The command shell shows the following

Installing C:\STRAWB~1\perl\site\lib\W3C\LinkChecker.pm
Installing C:\STRAWB~1\perl\site\bin\checklink
Installing C:\STRAWB~1\perl\site\bin\checklink.bat
Appending installation info to C:\STRAWB~1\perl\lib/perllocal.pod

So the batch file is ready at full\path\to\strawberry\perl\site\bin.

The trick I missed here was that there is a copy of these files in the unzipped tarball folder itself, so it looks like all I needed was gmake, not gmake install.

p.s: 1 test fails. Ignored.

Invoke linkChecker from command line.

The docs are here, And as per the docs, that's trivial, execute from a command prompt. OR is it?

when you run the following

$> full/path/to/checklink.bat uri

You get this

"-T" is on the #! line, it must also be used on the command line.

The problem here is that the checklink and the checklink.bat files contain a line

#!/usr/bin/perl -wT

this file path does not exist in windows. Replace with full/path/to/strawberry/perl

Note I removed the -wT as well. The 'T' refers to something called tainted mode and is safer, but more restrictive as well.

Run the command again. Linkchecker should now give you a HTTP status code based report. There are a few problems though. Some valid links fail, viz. https://fonts.googleapis.com/css?family=PT+Sans:400,400italic,700%7CAbril+Fatface

Well, since I intend to inspect the failures manually, my goal here is achieved. I can now run the linkchecker against http://127.0.0.0:8080/ and confirm that all my links are fine.

Next Steps

Programmatic detection of fails. Explore exclusion flag in command options.

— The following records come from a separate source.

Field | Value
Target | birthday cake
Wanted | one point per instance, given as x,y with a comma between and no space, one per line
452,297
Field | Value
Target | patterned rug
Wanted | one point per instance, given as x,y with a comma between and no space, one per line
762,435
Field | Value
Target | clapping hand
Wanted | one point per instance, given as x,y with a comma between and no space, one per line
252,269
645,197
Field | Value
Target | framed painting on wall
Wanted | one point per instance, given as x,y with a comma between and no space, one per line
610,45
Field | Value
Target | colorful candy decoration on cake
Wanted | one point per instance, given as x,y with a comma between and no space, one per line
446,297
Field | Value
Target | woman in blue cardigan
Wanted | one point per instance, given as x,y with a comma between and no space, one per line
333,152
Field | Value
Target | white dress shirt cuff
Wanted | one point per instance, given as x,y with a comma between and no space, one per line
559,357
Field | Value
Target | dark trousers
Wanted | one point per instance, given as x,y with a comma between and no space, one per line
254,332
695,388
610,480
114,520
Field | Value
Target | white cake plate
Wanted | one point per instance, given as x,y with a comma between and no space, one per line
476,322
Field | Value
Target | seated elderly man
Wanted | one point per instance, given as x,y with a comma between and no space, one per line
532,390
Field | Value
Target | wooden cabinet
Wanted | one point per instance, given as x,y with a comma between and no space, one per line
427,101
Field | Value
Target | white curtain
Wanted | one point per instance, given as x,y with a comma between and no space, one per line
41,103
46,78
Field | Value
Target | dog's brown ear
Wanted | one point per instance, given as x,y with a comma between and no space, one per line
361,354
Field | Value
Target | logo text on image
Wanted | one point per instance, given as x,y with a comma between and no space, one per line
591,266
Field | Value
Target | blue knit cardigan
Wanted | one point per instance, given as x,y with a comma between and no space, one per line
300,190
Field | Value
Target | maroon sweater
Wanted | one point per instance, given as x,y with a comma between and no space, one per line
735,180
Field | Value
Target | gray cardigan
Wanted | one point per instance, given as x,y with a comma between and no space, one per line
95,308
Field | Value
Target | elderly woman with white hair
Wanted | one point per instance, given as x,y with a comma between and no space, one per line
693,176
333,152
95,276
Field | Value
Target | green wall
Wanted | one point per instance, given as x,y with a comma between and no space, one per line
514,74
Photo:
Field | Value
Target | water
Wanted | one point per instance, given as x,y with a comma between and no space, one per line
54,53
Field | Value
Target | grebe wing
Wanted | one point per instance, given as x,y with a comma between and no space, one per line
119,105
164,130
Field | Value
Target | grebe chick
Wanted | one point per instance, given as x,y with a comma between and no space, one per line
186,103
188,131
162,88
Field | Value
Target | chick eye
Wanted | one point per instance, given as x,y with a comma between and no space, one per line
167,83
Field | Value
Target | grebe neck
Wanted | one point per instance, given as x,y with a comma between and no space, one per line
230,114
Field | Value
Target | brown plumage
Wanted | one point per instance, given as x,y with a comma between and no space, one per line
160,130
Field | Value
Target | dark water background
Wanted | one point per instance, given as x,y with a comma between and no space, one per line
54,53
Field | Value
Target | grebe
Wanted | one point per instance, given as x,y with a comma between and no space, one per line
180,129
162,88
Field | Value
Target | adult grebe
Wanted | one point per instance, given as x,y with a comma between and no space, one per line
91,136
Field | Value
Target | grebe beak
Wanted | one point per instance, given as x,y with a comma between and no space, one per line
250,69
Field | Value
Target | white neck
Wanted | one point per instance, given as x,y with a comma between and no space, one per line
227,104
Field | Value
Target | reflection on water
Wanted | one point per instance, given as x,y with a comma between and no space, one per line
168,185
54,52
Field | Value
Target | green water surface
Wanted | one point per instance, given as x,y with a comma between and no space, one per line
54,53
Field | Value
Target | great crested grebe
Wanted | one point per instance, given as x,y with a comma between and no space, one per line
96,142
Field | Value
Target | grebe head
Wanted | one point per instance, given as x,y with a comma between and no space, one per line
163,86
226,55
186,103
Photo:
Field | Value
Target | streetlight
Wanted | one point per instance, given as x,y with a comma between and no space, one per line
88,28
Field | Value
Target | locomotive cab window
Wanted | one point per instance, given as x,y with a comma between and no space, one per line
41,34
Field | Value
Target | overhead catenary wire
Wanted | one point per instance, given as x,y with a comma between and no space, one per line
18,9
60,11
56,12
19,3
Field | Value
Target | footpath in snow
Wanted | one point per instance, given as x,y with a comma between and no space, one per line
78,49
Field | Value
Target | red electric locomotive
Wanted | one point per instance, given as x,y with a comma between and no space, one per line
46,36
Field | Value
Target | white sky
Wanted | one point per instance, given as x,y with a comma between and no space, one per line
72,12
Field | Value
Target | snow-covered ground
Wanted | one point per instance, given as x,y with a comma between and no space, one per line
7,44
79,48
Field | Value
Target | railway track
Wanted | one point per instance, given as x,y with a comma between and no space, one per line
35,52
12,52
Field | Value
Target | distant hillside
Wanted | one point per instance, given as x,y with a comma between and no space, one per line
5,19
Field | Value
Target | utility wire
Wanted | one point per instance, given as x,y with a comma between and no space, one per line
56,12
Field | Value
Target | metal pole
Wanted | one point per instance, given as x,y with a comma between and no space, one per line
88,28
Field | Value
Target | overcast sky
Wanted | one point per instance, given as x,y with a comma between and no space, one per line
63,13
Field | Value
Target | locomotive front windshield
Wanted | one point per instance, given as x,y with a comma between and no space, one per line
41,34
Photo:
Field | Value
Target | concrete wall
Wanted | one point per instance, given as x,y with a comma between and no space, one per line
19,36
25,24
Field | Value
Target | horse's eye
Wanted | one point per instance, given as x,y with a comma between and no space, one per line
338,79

Note: Running this against HTTPS involves more work. lots more. Primarily around installing LWP::Protocol::Https through CPAN and ensuring all dependencies are set up right ! In my case, I did some of the work, but I haven't gotten all https links to work. Some still keep failing, sometimes intermittently. Primary issue encountered is this

https://www.linkedin.com/in/nilsengupta/
Line: 127
Code: 500 Can't locate object method "new" via package "LWP::Protocol::https::Socket"
To do: This is a server side problem. Check the URI.